Et Jean-Luc a manqué défaillir, mais aussitôt il se reprend. Il sourit et il dit à cette apparition, Méduse, tu ne m’auras pas. Je te connais et je me connais aussi, je sais que je suis vieux et que la mort est proche, mais tu ne m'en feras pas hâter le moment. Tu ne décideras pas de l’heure. Nora est charmante, pas comme toi qui es perfide, et la petite Lucette a encore besoin de moi quelquefois, le soir, pour lui raconter une histoire au moment de dormir.

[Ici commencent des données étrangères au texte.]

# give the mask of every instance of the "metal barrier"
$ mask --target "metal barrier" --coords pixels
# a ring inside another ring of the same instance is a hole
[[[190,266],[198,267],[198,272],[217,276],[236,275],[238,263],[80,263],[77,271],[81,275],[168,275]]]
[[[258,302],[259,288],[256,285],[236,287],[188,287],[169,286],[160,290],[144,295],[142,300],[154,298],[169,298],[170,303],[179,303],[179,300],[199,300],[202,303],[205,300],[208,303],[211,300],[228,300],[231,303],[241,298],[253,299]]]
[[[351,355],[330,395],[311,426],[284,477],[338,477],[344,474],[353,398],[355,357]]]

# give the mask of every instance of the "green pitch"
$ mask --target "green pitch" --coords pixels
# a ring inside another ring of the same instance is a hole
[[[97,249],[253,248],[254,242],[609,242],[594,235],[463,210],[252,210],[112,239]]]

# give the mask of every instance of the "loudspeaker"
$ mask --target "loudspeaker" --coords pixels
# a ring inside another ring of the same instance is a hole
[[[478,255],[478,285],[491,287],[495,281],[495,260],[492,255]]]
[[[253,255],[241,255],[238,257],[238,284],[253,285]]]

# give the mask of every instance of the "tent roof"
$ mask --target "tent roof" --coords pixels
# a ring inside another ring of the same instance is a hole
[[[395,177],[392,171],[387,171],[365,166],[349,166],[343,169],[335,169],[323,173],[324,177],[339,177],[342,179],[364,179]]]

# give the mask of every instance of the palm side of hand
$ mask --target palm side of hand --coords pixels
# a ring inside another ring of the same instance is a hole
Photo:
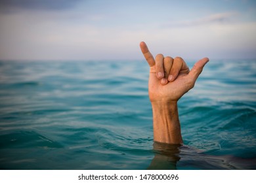
[[[158,62],[156,64],[156,61],[146,43],[141,42],[140,46],[150,68],[148,93],[151,102],[177,102],[184,93],[194,87],[204,65],[209,61],[209,59],[207,58],[199,60],[195,63],[190,71],[184,61],[181,58],[177,58],[171,62],[165,61],[166,58],[164,58],[161,55],[163,61],[161,62],[159,61],[160,57],[158,58],[157,56],[156,60]],[[171,58],[168,57],[168,58]],[[159,67],[160,63],[161,68]],[[166,70],[166,68],[168,69]],[[165,71],[163,78],[160,78],[157,75],[160,71],[161,71],[161,71],[163,70]],[[172,79],[169,78],[169,75],[174,76]],[[164,80],[163,82],[162,82],[163,80]]]
[[[148,81],[149,97],[151,102],[177,102],[193,86],[193,82],[188,75],[180,75],[174,81],[162,85],[156,74],[150,73]]]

Et comme il lui a bien parlé, et comme la perfide Méduse l’a bien entendu, voilà qu’elle s'évanouit dans l’air. Alors, il se retourne vers la station de tramways et, les mains dans les poches, il chantonne pour lui seul:

Speak low when you speak love
Our summer day withers away
Too soon, too soon
Speak low when you speak love
Our moment is swift, like ships adrift
We’re swept apart
Too soon
Love is a spark, lost in the dark…

Ce qui veut dire:
Parle à voix basse quand tu parles d'amour
Notre journée d'été s'éteint
Trop tôt, trop tôt
Parle à voix basse quand tu parles d'amour
Notre instant est fugace, comme des navires à la dérive
Nous sommes séparés
Trop tôt
L'amour est une étincelle, perdue dans l'obscurité…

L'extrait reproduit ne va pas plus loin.